……

 おかしいな。
 家に辿り着いた皐矢の胸に湧いたのはその感情だ。

 皐矢は中学三年生の時に施設から母方の叔母の養子先に引き取られた。それ以降は叔母とその養父である祖父と三人で暮らしている。

 自転車屋に自転車を預け、状態を聞いたり支払いをしたり(安くて助かった)、明日の登校時間に合わせて修理を終えたものを店先に出してもらう話をしたり。更にはそのまま家までついてきそうになった佐伯を追い払ったりで、とっくに午後五時半をまわっている。

 家の側にある神社の神主である祖父は、いつもなら五時過ぎには家に帰っているはずだ。

 しかし、居間に明かりはついていない。

 皐矢が玄関戸に手をかけると、鍵のかかっていない戸はカタカタと音をたてて開いた。

 施設のあった地域では考えられないことだが、この地域の人々は大体鍵を閉める習慣がない。
 以前、家の二階でごろごろしていた時、「ごめんくださーい」と声がしたから皐矢が慌てて着替え終えて階段を下りると、既に既に人の気配はなく、玄関の上がり框にミカンの入った袋が置かれていたということもあった。防犯意識以前に、滅多なことをする人間はいないだろう、というのがこの近辺の住人の考えだ。

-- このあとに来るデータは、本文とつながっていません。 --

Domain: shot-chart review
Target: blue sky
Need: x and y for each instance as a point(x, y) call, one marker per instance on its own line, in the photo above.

 皐矢は鞄を置き、家の傍らに伸びる百段の石段を駆け上がった。祖父は元気とはいえ七十歳だ。何かがあったのかもしれない。







 “駆け”上がれたのは、三分の一ほど。
 後は膝に手をつきながらなんとか上りきった。

おお皐矢。そんなに息せき切ってどうしたんじゃ?

 皐矢の嫌な予感は見事に外れ、迎えたのはのんびりとした声だった。
 祖父は鳥居の横の石に座り、夕日を眺めていたようだ。

 うなだれて肩で息をする皐矢は、ここまで来る道中であれやこれやと勝手な想像をふくらませていた自分を強烈に恥じた。

……

お爺ちゃんが帰ってないから、ちょっと見に来ただけだよ

おー、そうだったかそうだったか。いやなに、ちょっと膝が痛ぅてな。どうしよかなぁ、もう少ししたら帰れるかなぁとぼっちぼっち考えとったんじゃあ

膝……

 皐矢は迷った挙句、祖父に近づいて背中を向けて屈む。

叔母さんが帰ってくる前に、家のことやっとかないといけないから

 少し間があった。

 不安にかられ始めていた皐矢を救ったのは、祖父の忍ぶような笑い声だった。

じゃあ、孫の厚意に甘えるとするか

 皐矢がおぶった祖父の身体は、空洞になっているのではないかとぎょっとするほど軽かった。




それにしても、これからどうするかのぅ……

朝の七時に神社にいればいいんだろ? しばらくおくってあげるよ

ははは。気持ちはありがたいが、お前、この石段をわしをおぶって上れるのか?

あれはっ……、途中まで走ったからだ

まあ、ナズナにお前と同じ弁当をこさえてもらえばいいし、神社に便所もあるし、しばらくは頼むとするかなあ





 そして祖父は、何がおかしいのかまた笑う。

何がそんなにおかしいのやら……。